If $H \lhd G$ and $|H|=2$, show $H \subseteq Z(G)$.
Is this true when $|H|=3$?
I know that since $H \lhd G$ that means $\forall g \in G$ that $Hg=gH$ and $|H|=2$ that $H=\{1,h\}$ .
I think I need to show that $h \in Z(g)$ and then somehow look at cosets, I am just not sure how.
On
Let $h$ be the generator of $H$. Since $H$ is a normal subgroup of $G$, $g^{-1} h g$ must be in $H$ for every $g$ in $G$. Since $g^{-1} h g$ must still have order 2, it follows that $g^{-1} h g = h$ for every $g$ in $G$. But this means $h$ commutes with every element of $G$, so is in the center of $G$.
If $H$ has order 3, this argument fails. Conjugating a generator $h$ of $H$ by an arbitrary element of $G$, it's possible that we'll get back $h^{-1}$. Indeed, this can happen when $G$ is the nonabelian group of order 6, $S_3$. The unique subgroup of order 3 in $S_3$ is not central.

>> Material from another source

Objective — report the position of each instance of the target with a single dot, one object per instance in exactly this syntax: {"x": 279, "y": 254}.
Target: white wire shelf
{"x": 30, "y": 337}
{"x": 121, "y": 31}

Let $g\in G$, $Ad_g:H\rightarrow H$ defined by $Ad_g(h)=ghg^{-1}$ is an automorphism, since $|H|=2$, $Ad_g$ is the identity. To see this write $H=\{1,h\}$ where $1$ is the neutral, $Ad_g(1)=1$, since $Ad_g$ is a bijection, $ad_g(h)=h$. and $gh=hg$.
$A_3$ has order 3 and is not in the center of $S_3$.